Обоняние выходит за пределы физики, способной дать точное определение всему на свете. Этот орган чувств уже приближается к области фантастики. Представьте себе: самец моли чувствует запах всего одной молекулы выделяемого самкой феромона[30] даже на расстоянии в пять километров от нее. Он перестает есть и лишается покоя, пока не найдет именно ту самку, которая раздразнила его. И ему достаточно для этого только одной молекулы. Или представьте себе речного лосося, который совершает путешествие к океану, за тысячи километров от своего дома. Без карты, без опознавательных знаков, без каких бы то ни было указателей — лишь с помощью собственного обоняния, рецепторы которого разбросаны по всему чешуйчатому телу, взрослый лосось обязательно найдет обратную дорогу домой в ту реку, в которой родился. Свинья, будто бульдозер, роет землю в поисках еды; медведь залезает на дерево, бросая вызов сотням ядовитых жал, ради капли меда. Хлопковый долгоносик целый день может неистово носиться по мягким полям хлопчатника в поисках самки, если посевы пропитаны ее запахом. Обоняние побуждает к действию, как никакое другое чувство.

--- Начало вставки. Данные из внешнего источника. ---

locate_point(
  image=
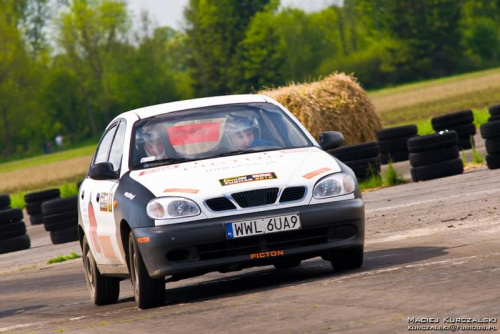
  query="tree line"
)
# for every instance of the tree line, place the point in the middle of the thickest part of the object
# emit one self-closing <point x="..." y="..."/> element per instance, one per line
<point x="67" y="67"/>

Мы — современные люди — сильно принизили значение обоняния, и поэтому немалая часть нашего мозга просто атрофировалась. Мы забыли, что обоняние (и его ближайший союзник — вкус) сыграли важнейшую роль в истории человечества. Разве не из–за страстного желания европейцев получить побольше специй и не из–за бесстрашия Колумба, отправившегося на их поиски, была открыта Америка? Иначе она могла бы остаться неизвестной еще сотни лет. Большинство из нас обладает такой способностью различать запахи, которую мы никогда не используем в жизни (кроме немногочисленных профессионалов, зарабатывающих на жизнь дегустацией вин, кофе, чая или различных ароматических веществ и парфюмерных средств). Если бы нам пришлось жить в естественных условиях и, чтобы выжить, полностью зависеть от собственного обоняния, то дремлющая в данный момент часть мозга ожила бы и возглавила не ослабевающую ни на минуту борьбу за пропитание. А еще она обеспечивала бы охрану нашего организма от воздействия ядовитых и отравляющих веществ, от нечистот и дыма.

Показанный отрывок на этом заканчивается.